Amplia as responsabilidades de todos os envolvidos, dos serviços prestados e locais onde se produzir a intimidação sistemática. Não dá mais para tratar o tema de forma amadora ou superficial.
O compromisso ético e moral assumido pela educação e seus atores, deveria ser o impulsionador das medidas de combate à intimidação sistemática, mas a falta condições apropriadas têm dificultado a implantação de programas eficazes. 
Para dar subsídios e ferramentas, visando a implantação de um projeto contra o bullying, apresento uma metodologia a ser implantada e sustentada de forma eficaz no combate à intimidação sistemática.

JUSTIFICATIVA
Trabalhar os valores e princípios que garantem o convívio sadio em sociedade, tornam-se primícias em ambientes educacionais, para garantir um processo de ensino e aprendizagem, baseado no respeito mútuo e garantir resultados que valorizem o ser humano e seus relacionamentos.

OBJETIVOS
Impedir e/ou amenizar manifestações e eventos de violência, por meios de diagnósticos e intervenções preventivas e restaurativas, oferecendo treinamentos, ferramentas e estratégias para os personagens e toda a comunidade de alguma forma envolvida, passiva ou ativa nos eventos.

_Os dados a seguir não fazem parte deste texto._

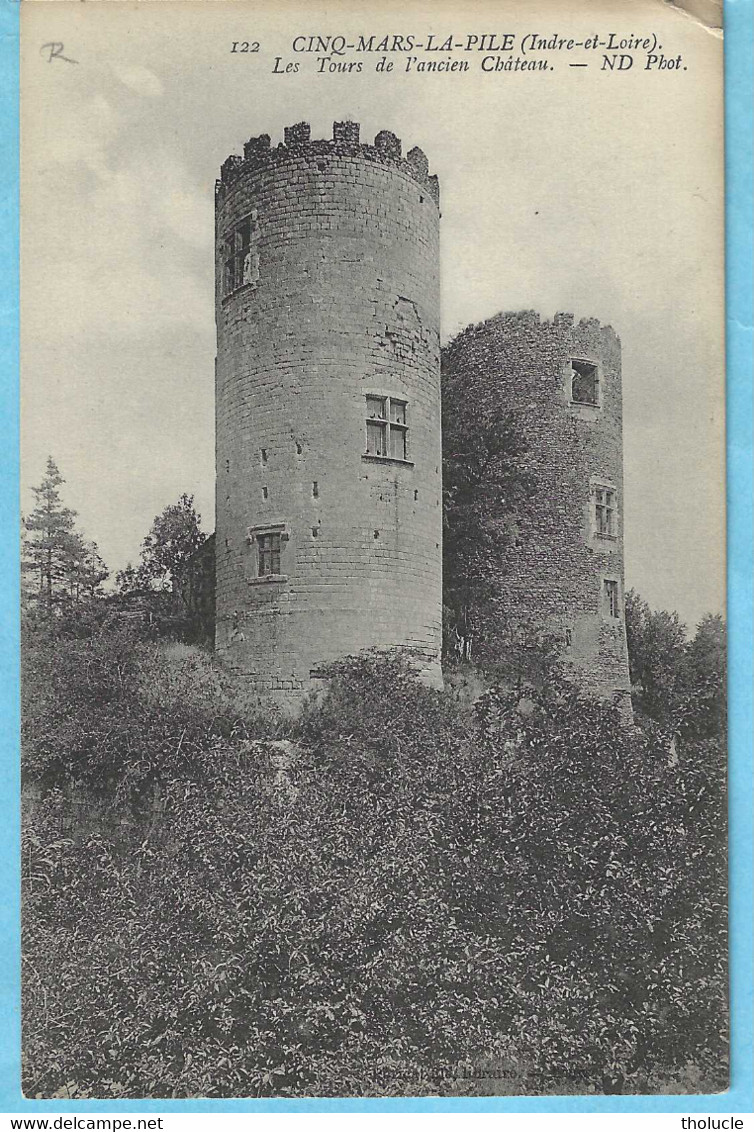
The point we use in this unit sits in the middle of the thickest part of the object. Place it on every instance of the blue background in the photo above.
(739, 195)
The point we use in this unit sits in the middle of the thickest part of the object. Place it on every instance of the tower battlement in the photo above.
(386, 149)
(328, 445)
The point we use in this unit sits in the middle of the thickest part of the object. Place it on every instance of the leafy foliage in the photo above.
(416, 895)
(678, 684)
(482, 482)
(174, 536)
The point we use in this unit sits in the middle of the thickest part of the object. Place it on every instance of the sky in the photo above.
(573, 190)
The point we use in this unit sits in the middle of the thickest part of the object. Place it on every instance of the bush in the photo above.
(416, 895)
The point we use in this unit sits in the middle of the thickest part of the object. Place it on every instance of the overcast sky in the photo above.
(572, 190)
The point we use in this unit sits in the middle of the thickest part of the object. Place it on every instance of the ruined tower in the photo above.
(564, 558)
(328, 505)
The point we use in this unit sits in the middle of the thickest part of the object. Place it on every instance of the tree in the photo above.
(85, 571)
(174, 536)
(657, 642)
(50, 547)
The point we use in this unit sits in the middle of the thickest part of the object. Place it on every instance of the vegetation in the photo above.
(482, 482)
(517, 897)
(60, 568)
(402, 892)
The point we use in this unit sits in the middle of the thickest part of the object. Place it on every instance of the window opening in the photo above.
(611, 598)
(606, 512)
(268, 554)
(386, 427)
(240, 255)
(584, 383)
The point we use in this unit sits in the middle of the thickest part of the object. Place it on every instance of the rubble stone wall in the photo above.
(339, 300)
(557, 562)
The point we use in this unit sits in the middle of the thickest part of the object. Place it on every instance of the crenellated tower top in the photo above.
(386, 149)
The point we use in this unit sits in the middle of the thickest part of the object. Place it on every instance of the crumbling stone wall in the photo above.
(327, 290)
(558, 562)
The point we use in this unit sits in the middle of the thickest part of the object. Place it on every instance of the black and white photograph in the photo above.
(374, 720)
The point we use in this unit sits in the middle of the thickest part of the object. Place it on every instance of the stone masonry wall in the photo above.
(558, 563)
(340, 299)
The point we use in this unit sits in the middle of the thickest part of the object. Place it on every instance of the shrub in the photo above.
(416, 895)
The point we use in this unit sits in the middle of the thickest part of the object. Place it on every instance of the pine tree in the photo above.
(48, 542)
(59, 564)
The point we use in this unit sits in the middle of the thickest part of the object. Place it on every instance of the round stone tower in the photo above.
(328, 505)
(565, 562)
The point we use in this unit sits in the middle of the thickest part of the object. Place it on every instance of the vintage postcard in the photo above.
(373, 556)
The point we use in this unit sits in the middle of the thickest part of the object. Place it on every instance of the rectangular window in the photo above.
(268, 554)
(605, 512)
(386, 427)
(240, 256)
(584, 383)
(611, 607)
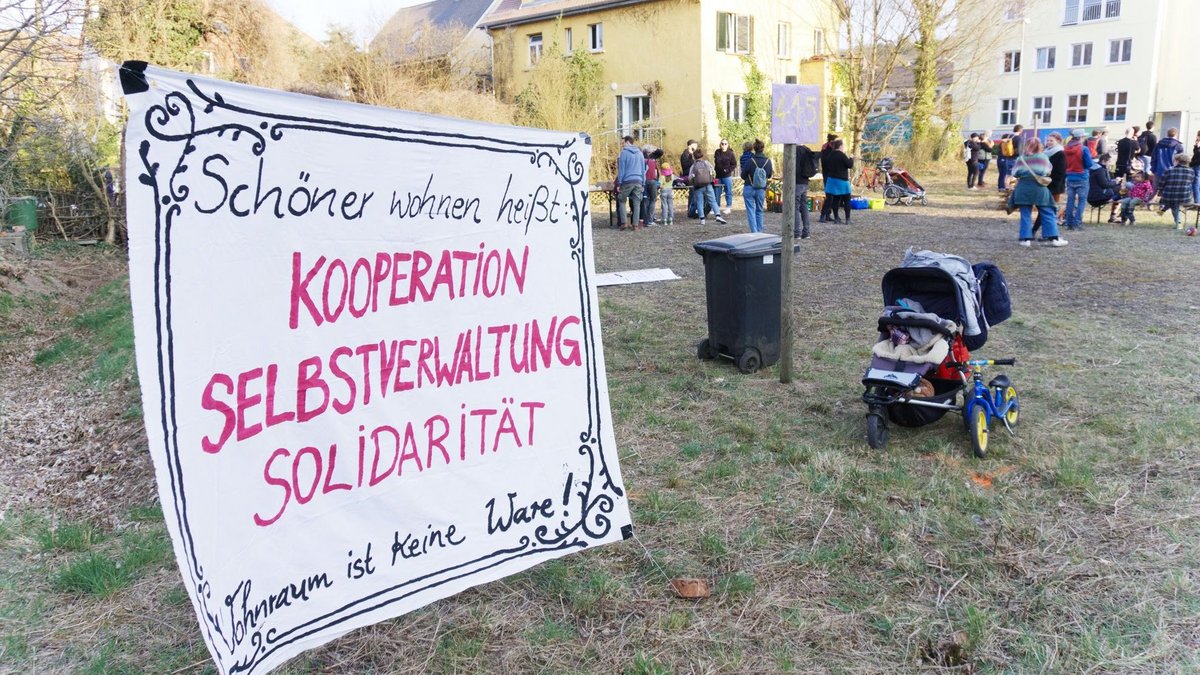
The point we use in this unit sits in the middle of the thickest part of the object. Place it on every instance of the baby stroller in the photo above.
(936, 309)
(899, 185)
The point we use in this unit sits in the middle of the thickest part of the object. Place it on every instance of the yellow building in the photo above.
(670, 64)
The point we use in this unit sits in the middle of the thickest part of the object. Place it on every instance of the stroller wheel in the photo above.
(876, 430)
(978, 430)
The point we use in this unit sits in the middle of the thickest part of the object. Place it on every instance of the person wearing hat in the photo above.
(685, 160)
(1079, 163)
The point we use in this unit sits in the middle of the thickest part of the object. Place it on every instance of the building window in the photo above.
(1115, 106)
(1007, 112)
(1090, 11)
(1077, 108)
(534, 48)
(733, 33)
(1081, 54)
(1042, 108)
(595, 37)
(784, 41)
(735, 107)
(633, 113)
(1012, 61)
(1120, 51)
(1045, 58)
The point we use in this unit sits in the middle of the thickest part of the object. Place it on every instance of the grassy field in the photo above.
(1074, 547)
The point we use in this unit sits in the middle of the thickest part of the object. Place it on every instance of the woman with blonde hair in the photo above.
(1032, 172)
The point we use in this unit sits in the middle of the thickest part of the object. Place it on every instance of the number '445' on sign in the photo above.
(795, 113)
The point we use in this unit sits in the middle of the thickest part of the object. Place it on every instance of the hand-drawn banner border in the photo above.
(597, 493)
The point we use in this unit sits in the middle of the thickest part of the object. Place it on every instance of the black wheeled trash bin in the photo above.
(742, 285)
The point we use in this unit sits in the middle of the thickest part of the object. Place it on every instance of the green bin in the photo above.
(23, 210)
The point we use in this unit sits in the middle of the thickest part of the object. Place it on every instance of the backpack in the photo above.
(993, 293)
(759, 178)
(808, 163)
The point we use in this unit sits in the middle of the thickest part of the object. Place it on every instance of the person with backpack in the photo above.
(1127, 149)
(970, 154)
(1102, 190)
(1146, 142)
(630, 184)
(1079, 162)
(725, 161)
(983, 156)
(1005, 156)
(701, 179)
(651, 195)
(807, 166)
(1163, 155)
(835, 168)
(755, 174)
(1195, 169)
(685, 160)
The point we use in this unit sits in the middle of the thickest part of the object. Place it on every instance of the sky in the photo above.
(364, 17)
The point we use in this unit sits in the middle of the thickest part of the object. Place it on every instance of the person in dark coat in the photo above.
(1057, 174)
(1030, 195)
(1102, 189)
(835, 169)
(685, 159)
(725, 161)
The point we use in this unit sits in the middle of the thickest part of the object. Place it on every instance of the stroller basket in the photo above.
(909, 414)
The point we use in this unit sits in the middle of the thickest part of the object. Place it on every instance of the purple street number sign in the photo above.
(795, 113)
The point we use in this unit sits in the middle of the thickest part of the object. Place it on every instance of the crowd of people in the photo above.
(1089, 172)
(645, 178)
(1051, 181)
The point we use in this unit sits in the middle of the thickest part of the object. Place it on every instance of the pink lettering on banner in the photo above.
(324, 290)
(391, 452)
(351, 377)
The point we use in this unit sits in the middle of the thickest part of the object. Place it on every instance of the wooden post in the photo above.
(785, 264)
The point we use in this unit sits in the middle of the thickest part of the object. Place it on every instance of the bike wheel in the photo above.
(978, 430)
(1013, 414)
(876, 430)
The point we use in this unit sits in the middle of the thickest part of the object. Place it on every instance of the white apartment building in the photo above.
(1111, 64)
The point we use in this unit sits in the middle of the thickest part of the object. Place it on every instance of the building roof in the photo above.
(403, 30)
(516, 12)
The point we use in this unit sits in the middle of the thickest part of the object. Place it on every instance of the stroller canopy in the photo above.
(943, 285)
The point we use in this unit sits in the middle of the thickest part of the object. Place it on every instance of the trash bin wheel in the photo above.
(876, 429)
(749, 360)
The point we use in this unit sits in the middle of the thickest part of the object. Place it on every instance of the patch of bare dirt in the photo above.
(70, 449)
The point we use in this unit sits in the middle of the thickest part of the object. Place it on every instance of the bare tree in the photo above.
(874, 35)
(948, 31)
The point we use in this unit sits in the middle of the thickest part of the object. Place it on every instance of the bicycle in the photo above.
(982, 404)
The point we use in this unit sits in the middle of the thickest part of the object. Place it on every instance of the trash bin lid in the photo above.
(745, 245)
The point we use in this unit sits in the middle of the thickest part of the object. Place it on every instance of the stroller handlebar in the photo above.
(991, 362)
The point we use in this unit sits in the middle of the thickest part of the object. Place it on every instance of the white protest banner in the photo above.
(370, 356)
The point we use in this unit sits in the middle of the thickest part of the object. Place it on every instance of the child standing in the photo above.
(666, 192)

DESENVOLVIMENTO (formatação)

1.    Formação de professores e mediadores.

O que é Intimidação Sistemática? E suas formas.
O caminho do diálogo (ganho de confiança)
Comunicação assertiva e CNV.
Pergunte certo.
Escuta ativa.
Tempestade de ideias.
Conflitos e intervenções (identificação e atuação)
Relatórios.
Liderança positiva.
Dinâmicas, jogos e reflexões.
Estabelecer metas e premiações.

2.  Diagnóstico.

Questionários e entrevistas para mapeamento de conflitos e suas características.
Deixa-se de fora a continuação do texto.